"Five Tips for a Better Bench Press" by Evan Centopani

So, how much ya bench? Bench presses are like arm measurements—for better or for worse—everyone wants a big one. Squats, deads, and bench press are the big three movements that are almost always used to gauge a person’s strength, and most of us get to know the bench press first. The bench press is easy, right? All you have to do is lay down, unrack the bar, and press your brains out. Of course, as with any lift, technique is a very real factor in performing a strong and safe bench press.

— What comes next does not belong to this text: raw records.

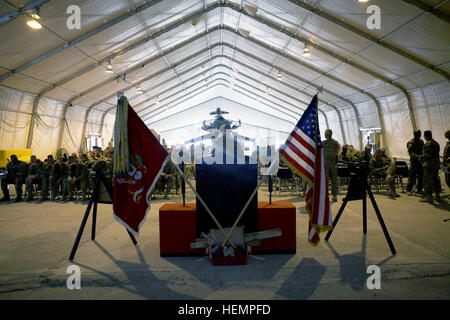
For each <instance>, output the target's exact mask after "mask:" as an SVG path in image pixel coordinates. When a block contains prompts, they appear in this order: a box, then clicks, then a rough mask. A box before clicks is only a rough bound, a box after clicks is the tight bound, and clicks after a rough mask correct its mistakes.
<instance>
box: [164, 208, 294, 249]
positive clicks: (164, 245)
mask: <svg viewBox="0 0 450 320" xmlns="http://www.w3.org/2000/svg"><path fill="white" fill-rule="evenodd" d="M196 209H197V206H196V204H195V203H186V205H185V206H184V207H183V205H182V204H181V203H166V204H164V205H163V206H162V207H161V208H160V209H159V237H160V255H161V256H202V255H203V256H204V255H205V254H206V252H205V249H191V248H190V244H191V243H193V242H195V241H196V233H197V230H196V225H197V222H196ZM295 213H296V208H295V206H294V205H293V204H292V203H291V202H288V201H280V202H273V203H272V204H269V203H268V202H259V203H258V217H257V218H258V230H256V231H265V230H271V229H276V228H281V231H282V235H281V236H280V237H276V238H271V239H263V240H261V244H260V245H259V246H252V250H251V251H252V253H255V254H271V253H295V252H296V241H297V240H296V216H295Z"/></svg>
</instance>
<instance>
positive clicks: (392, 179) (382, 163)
mask: <svg viewBox="0 0 450 320" xmlns="http://www.w3.org/2000/svg"><path fill="white" fill-rule="evenodd" d="M369 168H370V170H371V171H372V174H373V175H374V176H375V177H378V178H382V179H384V183H386V184H387V185H388V187H389V193H388V195H389V196H390V197H395V198H397V197H400V195H399V194H398V193H397V192H396V190H395V178H394V177H395V171H396V166H395V159H394V161H391V163H389V159H388V158H386V157H383V151H382V150H381V149H377V150H376V151H375V156H374V157H373V158H372V159H371V160H370V162H369Z"/></svg>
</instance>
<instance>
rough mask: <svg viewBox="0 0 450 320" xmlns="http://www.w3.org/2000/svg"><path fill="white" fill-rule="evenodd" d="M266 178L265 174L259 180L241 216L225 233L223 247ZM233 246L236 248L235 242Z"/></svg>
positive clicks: (222, 245) (232, 245)
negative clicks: (261, 184)
mask: <svg viewBox="0 0 450 320" xmlns="http://www.w3.org/2000/svg"><path fill="white" fill-rule="evenodd" d="M263 180H264V176H263V177H262V178H261V179H260V180H259V182H258V185H257V186H256V188H255V190H253V193H252V195H251V196H250V198H248V200H247V203H246V204H245V206H244V208H242V210H241V213H240V214H239V216H238V217H237V219H236V221H235V222H234V224H233V226H232V227H231V230H230V232H229V233H228V234H227V235H225V240H224V241H223V243H222V247H223V246H224V245H225V243H226V242H227V240H230V239H229V238H230V236H231V234H232V233H233V231H234V229H235V228H236V226H237V224H238V223H239V221H240V220H241V218H242V216H243V215H244V212H245V210H247V208H248V206H249V205H250V202H251V201H252V200H253V198H254V197H255V194H256V192H258V189H259V187H260V186H261V183H262V181H263ZM230 243H231V241H230ZM231 245H232V246H233V248H235V246H234V245H233V244H231Z"/></svg>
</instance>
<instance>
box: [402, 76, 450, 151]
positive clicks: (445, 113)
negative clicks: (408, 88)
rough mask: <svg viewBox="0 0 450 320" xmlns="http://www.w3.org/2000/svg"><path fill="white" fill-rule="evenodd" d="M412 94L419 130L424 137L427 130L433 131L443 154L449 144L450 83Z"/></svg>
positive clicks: (410, 138) (432, 132) (441, 84)
mask: <svg viewBox="0 0 450 320" xmlns="http://www.w3.org/2000/svg"><path fill="white" fill-rule="evenodd" d="M410 94H411V99H412V103H413V107H414V114H415V117H416V121H417V128H418V129H420V130H421V131H422V136H423V132H424V131H425V130H431V131H432V133H433V139H434V140H436V141H437V142H438V143H439V144H440V146H441V154H442V152H443V150H444V147H445V144H446V143H447V139H446V138H445V136H444V133H445V131H446V130H449V129H450V83H449V82H447V81H445V82H441V83H438V84H433V85H430V86H426V87H423V88H418V89H415V90H412V91H411V93H410ZM410 139H411V138H410Z"/></svg>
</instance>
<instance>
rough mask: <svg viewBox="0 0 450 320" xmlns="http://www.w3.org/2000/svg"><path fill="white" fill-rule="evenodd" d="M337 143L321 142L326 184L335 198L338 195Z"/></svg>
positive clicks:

Over the years, I’ve heard many bodybuilders say they avoid doing flat barbell presses because of the risk of injury such as tearing a pec. Unless you have an injury that prevents you from doing so or you feel incredibly unsafe doing the movement, everyone should bench press. Flat barbell bench presses are a great way to add size and strength to the upper body, just as squats can add size and strength to the lower body. The pecs, delts, triceps, and even the lats are positively affected by routine bench pressing. If you’d like a stronger, more powerful looking upper body, then keep reading. I’m going to give you a few pointers that could really help you out. If, on the other hand, a big strong upper body isn’t for you, then you can give Jazzercise a try.

1. Consider Your Grip

There are 5 key elements to take into account when performing the flat barbell bench press. The first is your grip. Although the width of your grip is entirely a matter of preference, a balanced grip will allow for a balanced amount of tension on both the shoulders and triceps. Too wide a grip will place excessive amounts of stress on the shoulders, while an excessively narrow grip can beat up on the elbows. Of course, a grip that is balanced in width is a little different for everyone, so experiment with your grip but pay attention to any shoulder or elbow pain as it may indicate a grip that is either too wide or too narrow. There is also the choice between wrapping your thumb around the bar or leaving it open, often referred to as a suicide grip. Again, based on personal experience, an open grip will begin to place too much stress on the wrists and cause problems. I recommend wrapping your thumb and closing your grip firmly around the bar when benching.

2. Arch Your Back

Once your grip is set, it’s imperative that you arch your back, shifting tension toward the upper part of your back/ traps, and contract your scapula as if you are trying to make your shoulder blades touch one another. If you simply lie with your back flat on the bench without arching your back or contracting your shoulder blades, your arms and shoulders will do the majority of the work. This means your chest will not be getting anywhere near the full stimulation, which will result in a weaker bench press and smaller pecs.

3. Tuck Your Elbows

Now that your grip is correct and you have your back arched and your scapula contracted, it’s time to unrack and lower the weight. In doing so, we can either keep our elbows out or tuck them in toward the body. Flaring the elbows will stress the shoulders, while tucking them will involve the lats and better recruit the pecs. Tucking them not only allows for a more powerful drive, but it’s also safer. This is comparable to focusing on squatting with the hips instead of the knees. When performing compound movements, recruiting the biggest and strongest joints and muscles help you safely use maximum weights.

4. Aim for Your Nipples

We all agree that bringing the bar too close or too far from the neck at the bottom of the movement is not ideal. Many old school bodybuilders will advocate landing the bar higher up, almost near your throat. Doing so will force you to flare your elbows and will likely feel entirely unnatural. You also won’t be able to use as much weight while increasing the risk of injury. Bring the bar too far down your body toward your midsection and you risk losing control of the weight altogether. Aiming for the bar to land in line with your nipples should help you to tuck your elbows in and drive through the lats. And, yes, always bring the bar down until it touches your chest. Stopping part of the way down is not beneficial in any way—if anything, it detracts from the movement. Full range of movement equals full development.

5. Avoid Locking at the Top

Now that we have everything in place, the only thing left to do is press. Keeping your chest high, your elbows in, and your scapula contracted, drive through your lats and chest, and thrust the bar toward the ceiling. For bodybuilders, I’d recommend not locking out at the top of the movement. Stopping just short of locking out is a way to maintain constant tension on the chest and minimize stress on the elbows.

As a bodybuilder, I am not the number one authority on bench pressing (or any other movement for that matter), but I’ve done my share of bench presses over the years. I have been able to build size and strength with it while staying injury free at the same time. I’ve experienced pain and tweaks along the way and have had to adjust my form. I hope that the suggestions above will help you use the bench press to your advantage and stay safe in the process. Best of luck.